Il rallentamento dei lavori di edificazione di tale poderoso complesso, al di là dei contrasti iniziali con i Domenicani e con gli Agostiniani, dipese quasi certamente non solo dall’imponenza delle opere edili, ma anche dalla non favorevole congiuntura economica e sociale. Infatti, fu quello un periodo difficile per tutti, in quanto, a causa di una forte crisi cerealicola, commerciale e finanziaria, la popolazione fu decimata (si passò dai 33.000 abitanti di fine ‘500 a circa 12.500 abitanti negli anni ‘40 del ‘600). A ciò si aggiunse pure una forte pressione fiscale. L’esasperazione dei cittadini, al culmine per via di una nuova gabella sulla farina, sfociò addirittura, nel 1647, in una rivolta popolare anti spagnola ed antifeudale, scoppiata con l’assalto ai mulini, sull’onda di quella napoletana di masanelliana memoria (luglio 1647), poi sedata con le armi. 

Questo, dunque, il contesto non facile in cui dovettero operare a Lecce i Teresiani nei primi decenni dal loro insediamento nel 1620.

La comunità leccese dei Teresiani divenne comunque sempre più numerosa e fu attiva fino alla fine del ‘700. Nel 1800 fu costretta ad ospitare più di cento soldati moscoviti (corsi in aiuto al re Ferdinando IV di Borbone in seguito all’occupazione francese del Regno del 1799) e poi, nel 1806, durante il periodo napoleonico, anche militari francesi, cisalpini e polacchi delle truppe di passaggio da Lecce.
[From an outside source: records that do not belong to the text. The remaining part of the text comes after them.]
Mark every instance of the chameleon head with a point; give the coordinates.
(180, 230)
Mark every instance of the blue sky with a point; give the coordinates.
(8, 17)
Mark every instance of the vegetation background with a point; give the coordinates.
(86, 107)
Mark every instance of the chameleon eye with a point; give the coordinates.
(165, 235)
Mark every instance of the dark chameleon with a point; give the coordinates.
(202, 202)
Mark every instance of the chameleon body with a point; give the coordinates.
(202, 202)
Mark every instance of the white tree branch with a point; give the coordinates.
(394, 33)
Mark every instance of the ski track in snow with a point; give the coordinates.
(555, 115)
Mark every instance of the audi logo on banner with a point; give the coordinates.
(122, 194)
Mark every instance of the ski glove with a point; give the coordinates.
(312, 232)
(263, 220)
Tutto questo finché nel 1807 non fu avviata la soppressione degli ordini religiosi, per disposizione del re Giuseppe Bonaparte (fratello di Napoleone), dopo che, l’anno precedente, il Regno di Napoli era caduto nelle mani dei Francesi ed il Re Ferdinando IV di Borbone era stato costretto a migrare a Palermo.

L’esecuzione di tale decreto di soppressione, per il complesso dei Teresiani, avvenne precisamente il 5 novembre 1807 e, di conseguenza, la loro chiesa ed il loro convento da quel momento furono abbandonati ed incamerati nel patrimonio demaniale del Regno.
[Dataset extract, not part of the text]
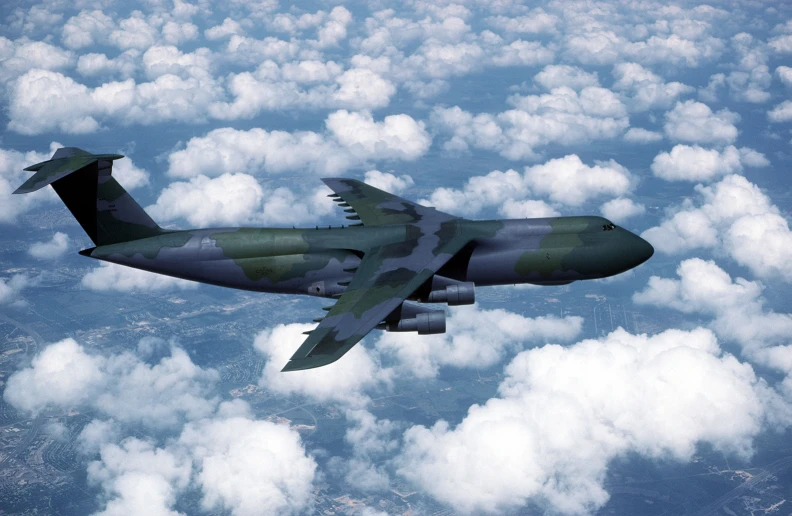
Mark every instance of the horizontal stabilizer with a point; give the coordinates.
(61, 165)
Lo stesso destino toccò agli altri immobili religiosi presenti a Lecce (ad eccezione della Chiesa e del Monastero delle Benedettine). E così tali edifici, ormai confiscati dallo Stato, furono con il tempo modernizzati, spesso ristrutturati e convertiti in nuove istituzioni, come Caserme (Convento delle Cappuccinelle = Guardia di Finanza), Scuole ed altri Uffici Pubblici (Convento dei Celestini = Intendenza di Terra d’Otranto). 
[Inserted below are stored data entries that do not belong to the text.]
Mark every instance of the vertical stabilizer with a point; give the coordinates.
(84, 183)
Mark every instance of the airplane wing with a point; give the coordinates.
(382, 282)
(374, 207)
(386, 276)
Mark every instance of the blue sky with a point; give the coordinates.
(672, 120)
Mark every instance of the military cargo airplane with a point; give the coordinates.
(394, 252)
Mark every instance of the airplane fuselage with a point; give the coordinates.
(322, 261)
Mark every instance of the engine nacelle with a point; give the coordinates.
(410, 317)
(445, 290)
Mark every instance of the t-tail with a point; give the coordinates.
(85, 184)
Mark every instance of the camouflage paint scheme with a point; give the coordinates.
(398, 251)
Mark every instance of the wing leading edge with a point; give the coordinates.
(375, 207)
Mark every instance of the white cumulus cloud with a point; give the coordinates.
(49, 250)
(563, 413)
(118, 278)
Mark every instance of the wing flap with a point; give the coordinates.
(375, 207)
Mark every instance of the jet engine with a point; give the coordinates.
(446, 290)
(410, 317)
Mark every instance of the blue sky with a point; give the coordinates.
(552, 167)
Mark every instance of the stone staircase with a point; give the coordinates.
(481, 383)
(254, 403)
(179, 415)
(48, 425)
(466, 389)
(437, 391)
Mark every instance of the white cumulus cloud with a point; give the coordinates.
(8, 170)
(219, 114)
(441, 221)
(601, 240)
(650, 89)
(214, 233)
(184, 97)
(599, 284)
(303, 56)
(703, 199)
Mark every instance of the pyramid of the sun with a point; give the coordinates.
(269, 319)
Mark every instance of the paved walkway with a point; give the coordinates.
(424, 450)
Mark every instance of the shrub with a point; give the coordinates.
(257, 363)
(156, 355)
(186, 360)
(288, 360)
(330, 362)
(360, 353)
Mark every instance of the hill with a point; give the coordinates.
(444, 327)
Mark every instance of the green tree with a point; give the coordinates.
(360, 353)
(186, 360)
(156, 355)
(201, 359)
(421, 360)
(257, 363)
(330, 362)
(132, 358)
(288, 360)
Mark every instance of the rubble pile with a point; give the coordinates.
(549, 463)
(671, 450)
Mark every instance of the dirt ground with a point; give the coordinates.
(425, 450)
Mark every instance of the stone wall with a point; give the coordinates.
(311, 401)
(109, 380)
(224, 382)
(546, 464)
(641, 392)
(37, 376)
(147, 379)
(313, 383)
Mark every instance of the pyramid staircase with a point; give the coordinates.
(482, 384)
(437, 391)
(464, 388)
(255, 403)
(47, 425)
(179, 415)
Quindi, dopo la soppressione, anche questo Convento ha subìto numerose trasformazioni, che ne hanno stravolto l’impianto seicentesco, attestato in un inventario dell’11 aprile 1808: allora erano ancora riconoscibili gli ambienti originari, come, al pianterreno, i magazzini, le officine, la cucina, il refettorio e due giardini di cui uno nel chiostro e l’altro vicino alla cucina, pieni di agrumi e di altri alberi da frutto e, al piano superiore, le celle singole, un coro per pregare di notte ed un dormitorio.